Is there a fire hydrant buried under snow and ice near your house?
By Pearl River Hook & Ladder Co. No. 1
February 5, 2021

Is there a fire hydrant buried under snow and ice near your house?

If so dig it out for your safety and your neighbors’.

When firefighters are battling to save your house, the last thing you want is a delay while they chip away snow and ice so they can get their hoses hooked up.

A dense crust makes it that much harder for firefighters to dig out a hydrant in an emergency.

But that’s hardly the only issue.

Sometimes, the snow hides hydrants so completely that firefighters can’t even find them in the first place, especially at night.

Also, a hydrant enveloped in snow stays colder than one exposed to the sun, heightening the chance that the line supplying it will freeze.

If firefighters can’t find a usable hydrant, they have to rely on pumper trucks. However, pumper trucks have only 500 gallons to 1,000 gallons of water, enough for just two to three minutes.

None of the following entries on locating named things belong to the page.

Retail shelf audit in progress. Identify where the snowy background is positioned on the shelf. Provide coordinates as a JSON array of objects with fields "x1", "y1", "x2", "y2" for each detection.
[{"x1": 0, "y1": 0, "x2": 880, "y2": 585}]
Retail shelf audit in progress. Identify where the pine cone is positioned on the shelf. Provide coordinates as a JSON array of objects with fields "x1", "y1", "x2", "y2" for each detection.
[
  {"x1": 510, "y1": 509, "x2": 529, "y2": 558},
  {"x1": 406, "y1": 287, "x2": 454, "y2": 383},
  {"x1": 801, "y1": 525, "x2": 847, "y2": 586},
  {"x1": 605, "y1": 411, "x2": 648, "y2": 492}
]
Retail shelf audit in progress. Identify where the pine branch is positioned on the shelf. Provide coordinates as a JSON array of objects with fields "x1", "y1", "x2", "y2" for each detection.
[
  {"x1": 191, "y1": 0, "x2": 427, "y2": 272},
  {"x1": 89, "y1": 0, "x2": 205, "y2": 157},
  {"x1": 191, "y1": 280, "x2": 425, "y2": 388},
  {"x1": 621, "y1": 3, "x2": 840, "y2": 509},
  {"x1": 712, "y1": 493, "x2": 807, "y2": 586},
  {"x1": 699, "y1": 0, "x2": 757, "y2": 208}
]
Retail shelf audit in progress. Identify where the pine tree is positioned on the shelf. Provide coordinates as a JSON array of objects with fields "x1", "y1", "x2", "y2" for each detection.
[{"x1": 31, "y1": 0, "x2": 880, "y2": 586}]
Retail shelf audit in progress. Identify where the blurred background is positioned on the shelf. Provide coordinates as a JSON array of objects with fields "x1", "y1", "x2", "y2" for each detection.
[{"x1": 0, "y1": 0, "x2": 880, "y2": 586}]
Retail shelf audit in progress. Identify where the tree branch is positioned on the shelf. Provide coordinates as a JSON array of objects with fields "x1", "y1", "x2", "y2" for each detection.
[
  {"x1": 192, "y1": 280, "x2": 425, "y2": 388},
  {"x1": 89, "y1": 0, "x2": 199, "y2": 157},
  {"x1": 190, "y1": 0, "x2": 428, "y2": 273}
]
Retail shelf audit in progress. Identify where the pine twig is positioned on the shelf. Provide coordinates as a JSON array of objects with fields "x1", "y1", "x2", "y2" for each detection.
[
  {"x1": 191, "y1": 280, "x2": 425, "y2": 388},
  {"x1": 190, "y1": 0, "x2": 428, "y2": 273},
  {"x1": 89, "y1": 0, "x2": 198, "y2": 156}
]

Firefighters shouldn’t have to go around cleaning off hydrants themselves.

So, to help them out, if there’s a snow-covered hydrant near you, take the time to clean it.

How to properly clear snow from a fire hydrant

Clear a path from the hydrant into the street. Also, clear a margin of about three feet all around the hydrant, so firefighters have enough room to work.

“We strongly support residents being asked to clear snow from around hydrants”.